Nishinyの商標・ブランド日記

商標・ブランドの情報です。弁理士の西野吉徳のブログです。

新・商標法概説(その56)

先願主義の例外(博覧会出品、出願分割、出願変更、優先権、要旨変更新出願)

 

これらは、先願主義の例外とまとめられています。

  • 博覧会出品物は、商標出願はその出品又は出展の時にしたものとみなされる(9条1項)
  • 分割による新たな商標登録出願は、元の出願時にしたものとみなされる(10条2項)
  • 出願変更したときは、出願日の遡及効があり旧出願は取下げられる(10条2項、11条5項、12条3項、65条3項)
  • 優先権主張を伴う後の出願は、その間に行われたtがの先出願より不利な取扱いは受けない。すなわち、それより前にされた出願よりも優先される(パリ条約4条A、C(1))
  • 補正却下後の新出願は、一定の手続きを踏むと、手続き補正書提出ときに出願したものとみなされる(17条の2第1項、意17条の3)

論点的なものは、

  • 査定系の審決取消訴訟継続中に分割出願した時に、分割のできる時期と補正のできる時期のズレ(商標法条約の関係で、分割は審決取消訴訟継続中も可能だが、一方の補正は審査審判再審継続中のみのまま)から、2つの高裁判例が割れていたが、最判平成17件7月14日の「eAccess事件」で決着がつき、審決取消訴訟継続中の補正は遡及効がないとしたものでしょうか。
  • この場合、分割による新規出願はできているので、出願人に不利はないという判断があるそうです。

コメント

●まず、博覧会出品です。

あまり考えたことは無かったのですが、博覧会出品の保護は、ある意味、先使用主義的です。

出品後6ヶ月という限定はありますが、使用はしているが、出願はどの国にも、一切していません。もし、これを意匠のようにマーケティングリサーチまで認めるとすると、相当、面白くなるのではないかと思います。6ヶ月限定の使用主義の採用です。

マーケティングリサーチですが、意匠で認めて、商標で認めないというのはどういうことでしょうか?意匠図形を書くのは大変で、商標見本を作成するのは、簡単という判断でしょうか?

ここは、深堀すると、大きなテーマになるかもしれません。

 

●分割は、マークの分割はできないとサラリと記載がありますが、もう少し、柔軟にできても良いように思います。

 

●分割出願ですが、大阪の元弁理士の対応の法改正については、この本には記載がありません。
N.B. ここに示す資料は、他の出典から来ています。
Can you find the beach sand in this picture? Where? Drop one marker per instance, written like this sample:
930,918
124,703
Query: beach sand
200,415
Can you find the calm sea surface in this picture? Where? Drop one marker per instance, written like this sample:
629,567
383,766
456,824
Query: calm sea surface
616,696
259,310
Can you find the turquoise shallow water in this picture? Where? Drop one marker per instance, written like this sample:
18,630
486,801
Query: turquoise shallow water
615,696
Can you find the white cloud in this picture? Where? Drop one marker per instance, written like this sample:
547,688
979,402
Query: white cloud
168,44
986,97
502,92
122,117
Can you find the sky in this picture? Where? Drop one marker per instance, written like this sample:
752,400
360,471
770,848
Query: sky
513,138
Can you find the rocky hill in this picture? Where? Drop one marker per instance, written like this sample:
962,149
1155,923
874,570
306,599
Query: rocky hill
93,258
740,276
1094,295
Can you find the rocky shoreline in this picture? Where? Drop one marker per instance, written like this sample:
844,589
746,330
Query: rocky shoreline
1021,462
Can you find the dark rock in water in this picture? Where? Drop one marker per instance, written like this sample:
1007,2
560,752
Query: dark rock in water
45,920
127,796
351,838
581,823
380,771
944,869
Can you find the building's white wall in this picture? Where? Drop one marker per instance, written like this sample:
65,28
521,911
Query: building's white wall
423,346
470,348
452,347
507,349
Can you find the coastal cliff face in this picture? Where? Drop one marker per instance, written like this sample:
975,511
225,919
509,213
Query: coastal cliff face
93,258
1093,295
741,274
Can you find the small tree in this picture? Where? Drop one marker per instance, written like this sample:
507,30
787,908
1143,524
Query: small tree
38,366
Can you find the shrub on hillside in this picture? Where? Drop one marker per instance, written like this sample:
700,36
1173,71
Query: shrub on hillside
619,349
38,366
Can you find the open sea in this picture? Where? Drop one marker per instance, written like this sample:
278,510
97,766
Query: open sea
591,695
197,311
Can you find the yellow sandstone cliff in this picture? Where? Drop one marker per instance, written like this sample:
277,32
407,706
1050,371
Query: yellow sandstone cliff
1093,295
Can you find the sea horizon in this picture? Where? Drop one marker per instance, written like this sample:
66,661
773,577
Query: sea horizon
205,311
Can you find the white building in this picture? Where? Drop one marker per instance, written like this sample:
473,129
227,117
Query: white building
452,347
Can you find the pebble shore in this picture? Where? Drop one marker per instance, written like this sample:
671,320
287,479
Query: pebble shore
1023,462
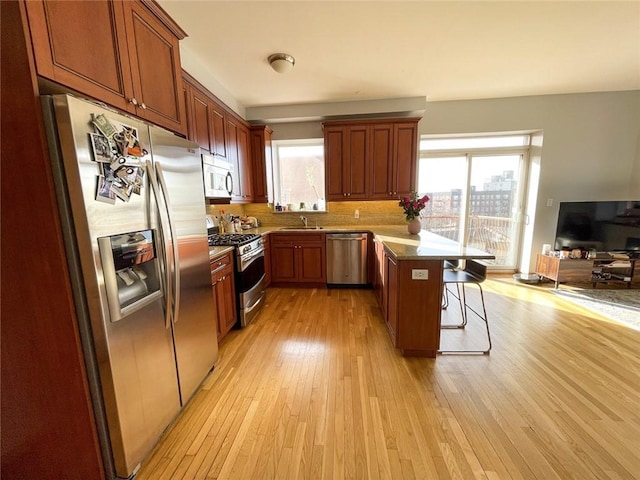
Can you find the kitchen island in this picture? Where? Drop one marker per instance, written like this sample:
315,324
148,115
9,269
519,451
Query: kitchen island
409,284
406,274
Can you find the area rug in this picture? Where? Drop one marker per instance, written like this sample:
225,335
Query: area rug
622,305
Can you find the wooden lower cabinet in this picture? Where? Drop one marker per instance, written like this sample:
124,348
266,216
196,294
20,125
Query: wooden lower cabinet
222,282
298,258
412,308
391,285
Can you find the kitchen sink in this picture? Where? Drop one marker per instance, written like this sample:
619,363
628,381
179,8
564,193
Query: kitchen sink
300,228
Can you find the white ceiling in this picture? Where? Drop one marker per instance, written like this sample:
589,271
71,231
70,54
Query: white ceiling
441,50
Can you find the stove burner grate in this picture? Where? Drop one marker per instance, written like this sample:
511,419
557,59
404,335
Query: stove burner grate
232,239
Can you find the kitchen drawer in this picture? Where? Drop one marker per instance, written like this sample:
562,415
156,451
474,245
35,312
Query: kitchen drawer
295,238
221,266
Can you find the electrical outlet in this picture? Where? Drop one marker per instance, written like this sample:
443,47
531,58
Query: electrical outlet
419,274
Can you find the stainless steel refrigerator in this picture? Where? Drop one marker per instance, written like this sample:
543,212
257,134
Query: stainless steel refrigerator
132,203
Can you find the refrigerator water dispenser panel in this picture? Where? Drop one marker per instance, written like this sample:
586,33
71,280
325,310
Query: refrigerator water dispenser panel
131,271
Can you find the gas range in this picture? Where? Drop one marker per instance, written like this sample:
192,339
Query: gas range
249,271
244,242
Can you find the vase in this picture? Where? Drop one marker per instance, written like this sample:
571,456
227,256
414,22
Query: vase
414,226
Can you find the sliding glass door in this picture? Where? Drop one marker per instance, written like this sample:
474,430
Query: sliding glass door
477,199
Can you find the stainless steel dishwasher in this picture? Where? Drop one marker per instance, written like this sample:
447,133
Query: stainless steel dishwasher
347,258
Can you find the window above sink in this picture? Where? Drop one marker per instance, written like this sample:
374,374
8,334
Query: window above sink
298,175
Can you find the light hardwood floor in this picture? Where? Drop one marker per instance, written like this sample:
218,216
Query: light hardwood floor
313,389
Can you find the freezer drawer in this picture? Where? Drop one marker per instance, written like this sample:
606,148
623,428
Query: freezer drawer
347,258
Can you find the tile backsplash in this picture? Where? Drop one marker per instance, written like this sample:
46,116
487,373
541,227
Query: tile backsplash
385,212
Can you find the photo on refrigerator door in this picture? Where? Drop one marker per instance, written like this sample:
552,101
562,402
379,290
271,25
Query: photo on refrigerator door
101,148
103,192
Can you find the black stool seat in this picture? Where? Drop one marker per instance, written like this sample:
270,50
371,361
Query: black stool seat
474,273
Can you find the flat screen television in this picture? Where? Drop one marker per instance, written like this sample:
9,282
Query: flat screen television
606,226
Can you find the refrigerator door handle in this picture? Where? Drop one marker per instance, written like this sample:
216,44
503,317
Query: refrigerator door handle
165,261
228,181
174,242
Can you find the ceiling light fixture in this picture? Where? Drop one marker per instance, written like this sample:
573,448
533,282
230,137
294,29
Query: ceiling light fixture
281,62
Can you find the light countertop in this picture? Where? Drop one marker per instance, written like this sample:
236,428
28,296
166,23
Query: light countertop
397,241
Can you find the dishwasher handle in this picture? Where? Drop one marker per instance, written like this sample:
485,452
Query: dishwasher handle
353,239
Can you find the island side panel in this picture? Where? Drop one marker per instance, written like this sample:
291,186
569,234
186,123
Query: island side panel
419,307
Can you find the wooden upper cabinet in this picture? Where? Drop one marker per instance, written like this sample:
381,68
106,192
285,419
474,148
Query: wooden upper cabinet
394,156
381,165
405,154
346,159
83,45
199,107
125,54
244,164
355,169
335,155
154,54
260,151
370,160
218,125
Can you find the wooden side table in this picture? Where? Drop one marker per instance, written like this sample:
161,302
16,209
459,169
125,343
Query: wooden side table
564,269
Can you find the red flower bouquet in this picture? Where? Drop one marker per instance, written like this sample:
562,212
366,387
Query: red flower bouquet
412,205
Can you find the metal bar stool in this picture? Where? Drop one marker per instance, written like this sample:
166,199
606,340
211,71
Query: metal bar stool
473,273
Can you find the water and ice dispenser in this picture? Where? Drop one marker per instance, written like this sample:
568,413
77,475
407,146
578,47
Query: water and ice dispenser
131,271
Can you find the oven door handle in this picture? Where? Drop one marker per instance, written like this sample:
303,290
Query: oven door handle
250,256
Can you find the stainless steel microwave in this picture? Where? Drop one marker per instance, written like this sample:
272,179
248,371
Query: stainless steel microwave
218,181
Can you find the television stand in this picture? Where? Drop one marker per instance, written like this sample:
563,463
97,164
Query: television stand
602,269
彼の行為は、許されないのでしょうが、現行法の欠点をさらけ出す効果はあります。

 

中国との比較をしてみたいと思います。

日本では、分割出願は新出願と捉え、ただ、分割時に旧出願を補正して問題のない部分だけにして、問題のある部分を新出願として、結論として、問題のない部分を早期に権利化するというものです。

一方、中国では、反対に、問題のあるものを旧出願に置いておき、問題のないものを新出願として、新出願に元の出願番号にプラスして「A」の番号をつけて(中国は出願番号と登録番号が同じ=EUTMと同じ方法)、分割した新出願をサッサと登録してしまうという運用です。
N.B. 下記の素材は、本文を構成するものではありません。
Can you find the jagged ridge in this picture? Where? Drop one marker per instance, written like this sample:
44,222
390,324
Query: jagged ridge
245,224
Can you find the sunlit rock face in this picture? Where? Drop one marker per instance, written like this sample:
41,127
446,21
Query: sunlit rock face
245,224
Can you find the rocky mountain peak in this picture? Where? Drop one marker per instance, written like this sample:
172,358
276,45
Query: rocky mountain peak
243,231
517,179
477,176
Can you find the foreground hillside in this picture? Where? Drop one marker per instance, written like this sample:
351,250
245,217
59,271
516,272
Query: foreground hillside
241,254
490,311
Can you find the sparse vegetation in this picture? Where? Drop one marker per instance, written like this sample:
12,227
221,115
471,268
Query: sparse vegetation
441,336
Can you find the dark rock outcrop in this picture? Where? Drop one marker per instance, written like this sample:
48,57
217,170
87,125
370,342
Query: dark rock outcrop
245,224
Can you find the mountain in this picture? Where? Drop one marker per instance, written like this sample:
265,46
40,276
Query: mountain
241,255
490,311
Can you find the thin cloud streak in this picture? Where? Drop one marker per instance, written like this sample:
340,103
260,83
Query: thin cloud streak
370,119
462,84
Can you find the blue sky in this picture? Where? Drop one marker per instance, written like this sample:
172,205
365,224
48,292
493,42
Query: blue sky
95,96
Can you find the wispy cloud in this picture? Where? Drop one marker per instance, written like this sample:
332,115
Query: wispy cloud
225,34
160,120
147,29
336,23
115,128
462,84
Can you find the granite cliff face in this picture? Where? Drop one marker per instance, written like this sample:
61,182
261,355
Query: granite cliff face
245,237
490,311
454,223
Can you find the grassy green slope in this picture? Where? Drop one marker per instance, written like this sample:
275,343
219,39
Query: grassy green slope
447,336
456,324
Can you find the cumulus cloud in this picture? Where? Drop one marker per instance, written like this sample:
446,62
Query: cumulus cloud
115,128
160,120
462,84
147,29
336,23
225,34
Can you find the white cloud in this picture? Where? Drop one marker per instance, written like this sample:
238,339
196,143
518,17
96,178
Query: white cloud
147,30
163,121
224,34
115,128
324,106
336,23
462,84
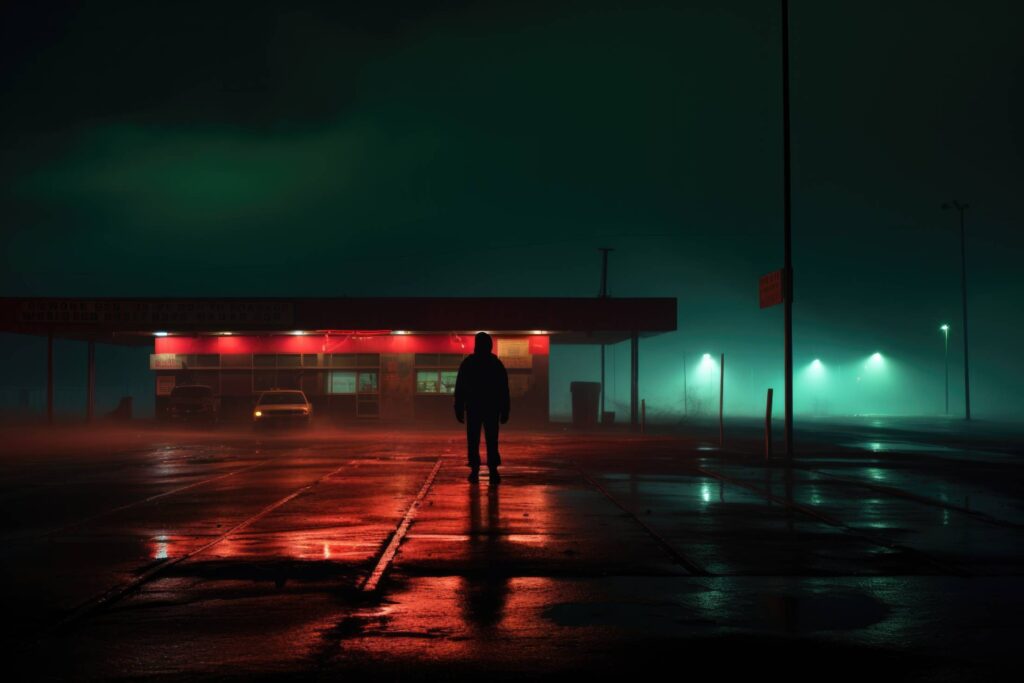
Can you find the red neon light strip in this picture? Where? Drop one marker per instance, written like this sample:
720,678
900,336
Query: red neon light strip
331,343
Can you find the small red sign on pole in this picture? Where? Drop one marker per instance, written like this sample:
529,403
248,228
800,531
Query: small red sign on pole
772,289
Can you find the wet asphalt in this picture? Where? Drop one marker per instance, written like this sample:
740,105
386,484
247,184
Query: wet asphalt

日中の運用が、まったく違うので面食らう点ですが、中国の場合は、問題のないものは即登録になり、問題のある部分はそのまま即拒絶になり、審判を請求しないと拒絶確定です。

審査段階で実質的な意見書の提出をするのではなく、そのような不服は審判で初めて聞くということで、不服申立の機会は少ないのですが、スピードアップが図れます。

日中とも問題のない部分が即登録になるのは同じですが、問題のある部分が日本では新出願なのに対して、その問題のある部分が中国では旧出願として残ります。

日本の場合は、分割出願は新出願ですので、方式から始まって、別の審査官が審査することも多いと思います。

一方、中国は、即拒絶で、審判です。この点、スピードアップが図れているように思います。

 

中国で多区分出願をすると、一部に問題の商品があると、全体が拒絶され、分割出願をしないといけないのですが、例えば、3区分の1区分に問題がある場合、当該問題のある1区分の一部のために、3区分の分割新出願をしないといけなくなり、無駄があるので、はじめから1区分ごとに出願した方がよいと代理人がいいます。

商標によっては、いつも拒絶を受けるとは限らないので、将来の便宜のために多区分出願をしても良いのですが、一区分ごとの出願を良いとする傾向にあるようです。

 

さて、小野先生が紹介している、最高裁判例ですが、中国的に処理すると、問題のあるものが残り、問題のないものが分割出願で新出願です。審決取消訴訟で行った、新出願はその後速やかに登録になるとして、問題になっている部分は、旧出願にありますですので、これが審理されないことは無いと思います。

この平成17年(2005年)の判決は、日本的な立法ミスなのか、当初から最高裁のようなことを想定していたのか不明です。

 

全体に分割については、中国は発想の転換をしているように思えます。そのため、相当に審査のスピードアップを図っているように思います。

 

中国は分割が数が多いのですが、欧州や米国の分割はあまり経験がないのですが、どうなんでしょうか。